CI License: Apache 2.0 Python 3.11+ Checked with mypy Ruff

Flat PDF turned into a fillable PDF by acroforge

Left: a flat PDF - just printed lines and an empty box. Right: the same PDF after acroforge - real, fillable form fields, filled and rendered correctly. No Adobe, no cloud, no AGPL.


What it does

acroforge takes any PDF - vector or scanned - and injects real AcroForm fields at positions you specify. The result is a standards-compliant fillable PDF that renders correctly in Chrome's pdfium and Firefox's pdf.js.

Four operations:

Operation What it does
build Inject interactive AcroForm fields into a flat PDF
fill Set field values by name on a fillable PDF
remove Delete specific fields by name (raises if a name is missing)
flatten Bake field appearances into page content; remove interactive fields

All accept and return plain bytes, making them easy to compose in any pipeline.

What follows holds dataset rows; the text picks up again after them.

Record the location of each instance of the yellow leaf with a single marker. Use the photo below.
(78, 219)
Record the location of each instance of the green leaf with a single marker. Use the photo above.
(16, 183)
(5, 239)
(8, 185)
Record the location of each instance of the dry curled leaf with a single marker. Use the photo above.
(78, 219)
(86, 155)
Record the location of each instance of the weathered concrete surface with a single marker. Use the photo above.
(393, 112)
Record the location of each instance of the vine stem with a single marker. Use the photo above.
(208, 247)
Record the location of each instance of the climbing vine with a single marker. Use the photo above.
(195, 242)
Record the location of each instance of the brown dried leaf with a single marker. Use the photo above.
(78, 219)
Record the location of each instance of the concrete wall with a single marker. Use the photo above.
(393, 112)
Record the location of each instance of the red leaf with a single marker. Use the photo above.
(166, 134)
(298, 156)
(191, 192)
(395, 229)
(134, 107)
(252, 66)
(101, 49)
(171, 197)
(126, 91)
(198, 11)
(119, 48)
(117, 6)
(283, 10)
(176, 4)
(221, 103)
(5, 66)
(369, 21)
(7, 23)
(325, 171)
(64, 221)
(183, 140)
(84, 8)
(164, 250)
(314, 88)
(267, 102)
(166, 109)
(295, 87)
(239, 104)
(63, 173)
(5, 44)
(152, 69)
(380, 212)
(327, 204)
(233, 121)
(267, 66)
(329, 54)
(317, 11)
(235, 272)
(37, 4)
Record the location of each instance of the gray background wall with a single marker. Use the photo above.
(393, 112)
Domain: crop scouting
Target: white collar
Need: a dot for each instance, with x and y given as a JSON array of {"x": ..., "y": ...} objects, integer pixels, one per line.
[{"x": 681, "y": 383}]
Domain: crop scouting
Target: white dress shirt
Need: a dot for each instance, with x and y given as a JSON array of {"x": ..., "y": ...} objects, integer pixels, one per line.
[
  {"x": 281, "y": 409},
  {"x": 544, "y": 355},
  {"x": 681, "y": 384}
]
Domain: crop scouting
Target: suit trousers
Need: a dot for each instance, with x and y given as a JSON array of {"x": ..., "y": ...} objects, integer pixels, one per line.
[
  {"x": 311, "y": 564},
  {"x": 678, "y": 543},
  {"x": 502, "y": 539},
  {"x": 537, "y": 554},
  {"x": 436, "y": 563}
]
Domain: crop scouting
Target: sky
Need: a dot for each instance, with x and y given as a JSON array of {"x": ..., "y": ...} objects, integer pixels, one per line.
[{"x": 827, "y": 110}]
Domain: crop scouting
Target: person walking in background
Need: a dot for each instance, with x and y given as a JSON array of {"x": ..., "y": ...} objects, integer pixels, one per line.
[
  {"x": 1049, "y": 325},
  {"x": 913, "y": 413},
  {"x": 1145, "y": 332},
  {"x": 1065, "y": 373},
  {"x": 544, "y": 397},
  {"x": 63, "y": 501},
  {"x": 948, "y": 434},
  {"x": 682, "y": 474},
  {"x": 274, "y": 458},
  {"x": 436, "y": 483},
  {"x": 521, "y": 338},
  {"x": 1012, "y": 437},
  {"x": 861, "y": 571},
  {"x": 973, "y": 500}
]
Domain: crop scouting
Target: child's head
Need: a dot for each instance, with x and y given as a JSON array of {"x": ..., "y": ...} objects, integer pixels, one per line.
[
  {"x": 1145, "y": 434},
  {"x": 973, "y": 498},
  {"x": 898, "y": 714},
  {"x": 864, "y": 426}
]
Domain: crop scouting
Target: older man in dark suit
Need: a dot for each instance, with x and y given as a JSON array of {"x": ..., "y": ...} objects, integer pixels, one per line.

Tested on real-world forms

The deterministic core (build / fill / flatten / read_fields) is validated against 125 real public PDF forms - IRS and other government forms (VA, OPM, GSA), CMS / Medicare and hospital healthcare forms, federal- and state-court legal forms, and SBA / USPTO / vendor business forms. It reads every one of them, and fills, flattens, and round-trips every fillable one (over 11,000 real fields) without a single crash. Every field type renders correctly in Chrome's pdfium and Firefox's pdf.js, golden-image tested in CI.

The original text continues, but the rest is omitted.